Today is Sunday, May 19, the 139th day of 2013. There are 226 days left in the year.

Associated Press

On this date in:

1536: Anne Boleyn, the second wife of England’s King Henry VIII, is beheaded after being convicted of adultery.

1913: California Gov. Hiram Johnson signs the Webb-Hartley Law prohibiting “aliens ineligible to citizenship” from owning farm land, a measure targeting Asian immigrants, particularly Japanese.

1921: Congress passes, and President Warren G. Harding signs, the Emergency Quota Act, which established national quotas for immigrants.

1935: T.E. Lawrence, also known as “Lawrence of Arabia,” dies in Dorset, England, six days after a motorcycle crash.

1962: Actress Marilyn Monroe sings “Happy Birthday to You” to President John F. Kennedy during a Democratic fundraiser in New York.

1973: Secretariat wins the Preakness Stakes, the second of his Triple Crown victories.

1981: Five British soldiers are killed by an Irish Republican Army landmine in County Armagh, Northern Ireland.

1994: Former first lady Jacqueline Kennedy Onassis dies in New York at age 64.

Vindicator files

1988: A report by Dr. Terry Buss of the University of Akron shows that Mahoning County Prosecutor Gary Van Brocklin is not prosecuting as many felons as his predecessor, Vincent Gilmartin, but at the same time he is keeping a campaign promise to agree to fewer plea bargains. The report is expected to be an issue as Van Brocklin is challenged in the fall by Democrat James Philomena.

The city of Campbell joins neighboring Struthers in voicing its displeasure with a countywide vote that created Mill Creek Metropolitan Park District and is proposing legal action to set aside the vote.

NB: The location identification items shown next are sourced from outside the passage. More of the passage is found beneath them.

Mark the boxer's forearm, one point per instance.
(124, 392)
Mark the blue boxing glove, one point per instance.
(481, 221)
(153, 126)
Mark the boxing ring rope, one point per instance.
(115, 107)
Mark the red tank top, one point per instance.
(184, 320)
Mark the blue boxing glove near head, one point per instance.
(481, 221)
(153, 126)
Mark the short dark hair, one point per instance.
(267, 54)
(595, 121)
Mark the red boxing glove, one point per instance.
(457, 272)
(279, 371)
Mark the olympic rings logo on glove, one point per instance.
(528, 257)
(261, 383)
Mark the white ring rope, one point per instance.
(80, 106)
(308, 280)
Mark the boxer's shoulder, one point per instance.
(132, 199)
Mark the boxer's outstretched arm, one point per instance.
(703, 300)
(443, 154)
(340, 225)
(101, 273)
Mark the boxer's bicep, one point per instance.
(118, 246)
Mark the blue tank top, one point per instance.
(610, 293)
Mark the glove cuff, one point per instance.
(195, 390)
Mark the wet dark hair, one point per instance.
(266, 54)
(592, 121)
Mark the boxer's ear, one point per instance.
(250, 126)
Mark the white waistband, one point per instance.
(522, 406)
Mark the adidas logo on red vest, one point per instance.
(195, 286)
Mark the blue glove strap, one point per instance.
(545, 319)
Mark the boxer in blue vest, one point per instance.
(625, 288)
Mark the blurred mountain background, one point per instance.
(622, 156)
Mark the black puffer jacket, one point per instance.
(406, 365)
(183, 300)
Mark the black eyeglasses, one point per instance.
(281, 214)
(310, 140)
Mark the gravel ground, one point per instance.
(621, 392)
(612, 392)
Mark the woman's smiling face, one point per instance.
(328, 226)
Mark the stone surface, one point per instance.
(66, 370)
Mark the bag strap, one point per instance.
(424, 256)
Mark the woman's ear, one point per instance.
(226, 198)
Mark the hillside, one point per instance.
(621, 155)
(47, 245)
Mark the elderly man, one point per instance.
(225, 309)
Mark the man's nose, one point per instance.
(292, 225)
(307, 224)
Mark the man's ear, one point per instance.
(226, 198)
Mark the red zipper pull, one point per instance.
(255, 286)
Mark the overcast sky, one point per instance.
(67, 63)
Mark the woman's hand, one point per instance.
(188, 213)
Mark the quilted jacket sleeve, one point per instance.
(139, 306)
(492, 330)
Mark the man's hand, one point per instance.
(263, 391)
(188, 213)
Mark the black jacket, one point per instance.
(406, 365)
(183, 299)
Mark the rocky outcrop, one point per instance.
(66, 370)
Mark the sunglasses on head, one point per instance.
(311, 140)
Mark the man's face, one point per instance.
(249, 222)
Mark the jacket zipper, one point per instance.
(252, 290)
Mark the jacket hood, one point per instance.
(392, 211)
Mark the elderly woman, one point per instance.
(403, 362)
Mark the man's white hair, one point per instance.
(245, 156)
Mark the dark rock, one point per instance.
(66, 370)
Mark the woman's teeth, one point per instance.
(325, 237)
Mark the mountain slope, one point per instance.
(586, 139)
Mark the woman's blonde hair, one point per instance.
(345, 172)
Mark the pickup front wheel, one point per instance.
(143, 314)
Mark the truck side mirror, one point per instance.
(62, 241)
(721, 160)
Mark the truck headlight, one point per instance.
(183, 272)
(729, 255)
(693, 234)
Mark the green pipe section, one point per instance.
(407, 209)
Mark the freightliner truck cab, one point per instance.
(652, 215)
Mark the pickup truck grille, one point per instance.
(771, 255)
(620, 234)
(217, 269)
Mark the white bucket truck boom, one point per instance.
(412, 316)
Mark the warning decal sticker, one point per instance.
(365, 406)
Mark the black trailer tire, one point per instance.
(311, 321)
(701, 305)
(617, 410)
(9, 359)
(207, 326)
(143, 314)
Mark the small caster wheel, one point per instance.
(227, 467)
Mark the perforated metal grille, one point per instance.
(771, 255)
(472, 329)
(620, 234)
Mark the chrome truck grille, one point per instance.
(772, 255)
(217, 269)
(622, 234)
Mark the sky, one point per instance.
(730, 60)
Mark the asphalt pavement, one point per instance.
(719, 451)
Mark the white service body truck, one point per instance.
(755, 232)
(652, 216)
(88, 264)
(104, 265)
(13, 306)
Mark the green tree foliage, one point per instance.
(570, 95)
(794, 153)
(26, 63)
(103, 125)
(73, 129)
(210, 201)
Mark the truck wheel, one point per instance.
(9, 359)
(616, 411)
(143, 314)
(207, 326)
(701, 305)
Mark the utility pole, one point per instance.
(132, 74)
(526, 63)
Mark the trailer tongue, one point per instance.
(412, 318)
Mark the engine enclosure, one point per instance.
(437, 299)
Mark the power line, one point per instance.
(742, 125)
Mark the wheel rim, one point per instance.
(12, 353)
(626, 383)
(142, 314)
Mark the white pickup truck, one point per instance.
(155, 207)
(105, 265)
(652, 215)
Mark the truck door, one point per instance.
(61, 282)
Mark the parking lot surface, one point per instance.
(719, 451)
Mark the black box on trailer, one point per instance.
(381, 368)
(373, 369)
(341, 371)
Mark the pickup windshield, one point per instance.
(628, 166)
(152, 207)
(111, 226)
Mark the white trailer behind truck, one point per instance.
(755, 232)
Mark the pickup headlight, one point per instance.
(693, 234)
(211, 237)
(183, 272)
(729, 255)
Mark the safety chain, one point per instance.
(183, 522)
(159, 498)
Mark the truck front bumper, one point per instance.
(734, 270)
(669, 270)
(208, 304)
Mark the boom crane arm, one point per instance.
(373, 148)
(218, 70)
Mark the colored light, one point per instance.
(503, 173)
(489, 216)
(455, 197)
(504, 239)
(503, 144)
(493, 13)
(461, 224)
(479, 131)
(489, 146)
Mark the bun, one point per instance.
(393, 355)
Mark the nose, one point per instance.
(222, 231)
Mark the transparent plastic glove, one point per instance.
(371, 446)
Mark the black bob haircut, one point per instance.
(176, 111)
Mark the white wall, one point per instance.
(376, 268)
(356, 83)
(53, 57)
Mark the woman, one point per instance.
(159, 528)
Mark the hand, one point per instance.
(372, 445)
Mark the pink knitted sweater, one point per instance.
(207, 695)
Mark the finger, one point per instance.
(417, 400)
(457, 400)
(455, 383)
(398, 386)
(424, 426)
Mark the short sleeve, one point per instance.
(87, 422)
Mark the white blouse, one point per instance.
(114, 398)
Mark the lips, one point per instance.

The Belmont Avenue bridge near downtown is being dismantled, and the land will be graded to eliminate the need for a bridge.

1973: Applications are being accepted for the 300 jobs the Joseph Horne Co. is expected to fill when it opens its new store in the Southern Park Mall.

Youngstown district steel plants, which are under pressure to boost production to meet expanding demand for their products, could face an energy shortage in natural gas, electricity, coal and coke.

Students from Jackson Milton schools and Cub Scouts Pack 50 at St. Brendan’s scour the dry lake bed of Lake Milton, gathering enough rubbish and debris to fill three trucks.

Four new nationality groups — Chinese, Puerto Rican, Ghanian and Nigerian — join the second annual Youngstown Folk Festival at the International Institute.

1963: H.J. DeLaCroix, supervisor of industrial relations for Youngstown Sheet & Tube Co., is chairman for the 24th annual conference of the Mahoning Valley Industrial Management Association, which will be at the Hotel Pick-Ohio.

State Sen. Gloria Schaffer of Connecticut encourages women to be more active in politics when she speaks to more than 400 women at the two-day spring convention of the Federated Democratic Women of Ohio at the Hotel Pick-Ohio.

Pope John XXIII renews his prayers for Christian unity during an audience in St. Peter Basilica attended by The Vindicator Spring Tour party and thousands of other Christians from many nations.

1938: Struthers City Council passes a resolution calling for city police to remove pinball machines from business places in the city.

Roy “Happy” Marino, Youngstown racketeer who was taken for a one-way gangland ride in September, was one of three men accused by Mike Russell, a Wheeling , W. Va. rackets king, of stealing $35,000 from Russell’s safe, according to testimony in Mahoning County Common Pleas Court.